Site Reliability Engineer
Description
Role & Responsibilities:
- Build and Maintain the multiple Data analysis related work and support the data need for aggregation product.
- Creation of automation tools around data Analysis, infra monitoring, Data Monitoring
- Be a champion of best practices and help develop the skills of less experienced or differently skilled engineers within our team and in the broader SRE organization.
- Share operational burden with other teams, assisting in efforts, troubleshooting, incident response and proactive engineering efforts.
- Work within industry standard team collaboration and development tools (i.e. issue tracking, source code management etc.)
- Collaboration with supporting teams (cloud engineers, database administrators, network engineers, security office, and more) to maintain production systems
- Collaborate with Software Engineering teams to optimize the availability, reliability, and performance of production services/data related issue.
Technical Skills:
- 2-5 years of developing or managing services in a distributed, internet-scale, production environment.

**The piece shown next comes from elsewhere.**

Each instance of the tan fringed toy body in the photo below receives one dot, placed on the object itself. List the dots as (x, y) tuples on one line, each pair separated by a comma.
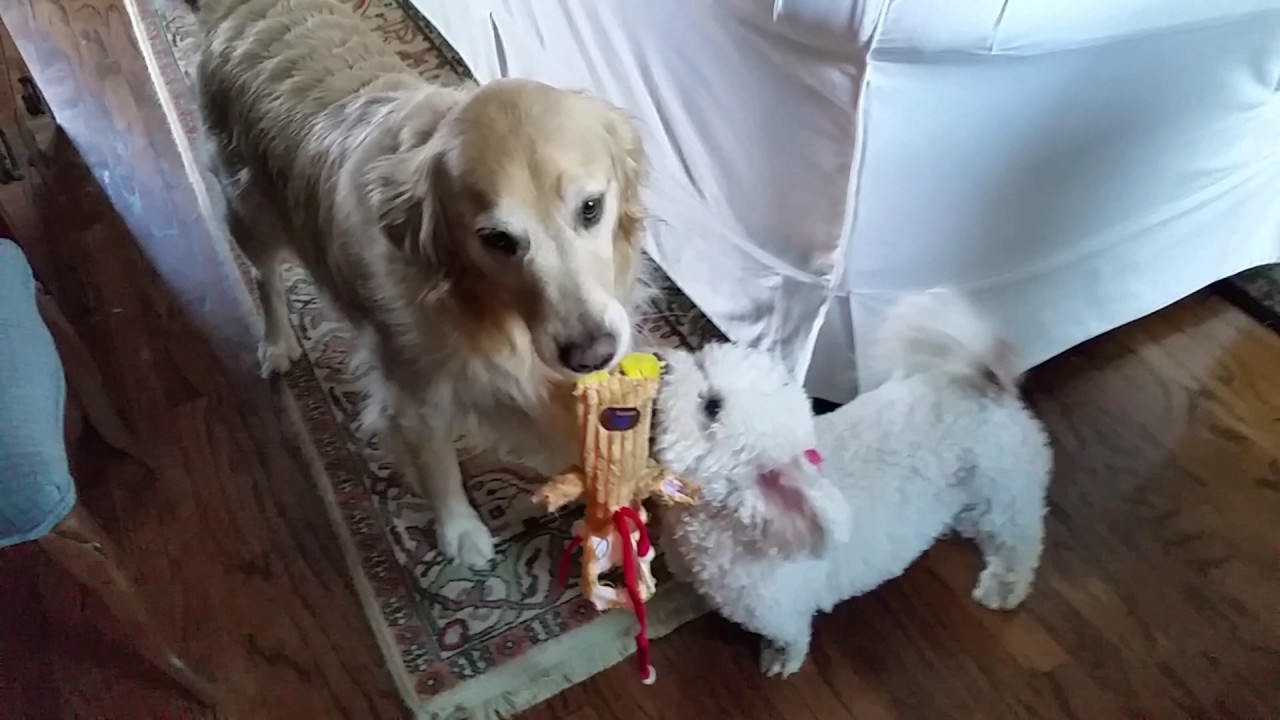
[(615, 478)]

- Deep knowledge and experience with sql,plsql, Splunk and good knowledge on UI development.
- Working knowledge of monitoring and observability.
- Strong knowledge scripting languages.(Shell scripting/Python)
- Strong Debugging skills
- Monitoring Tools: Splunk, DataDog
- Strong knowledge on troubleshooting skills of Linux/UNIX Strong Linux operating systems experience end to end Prior working experience.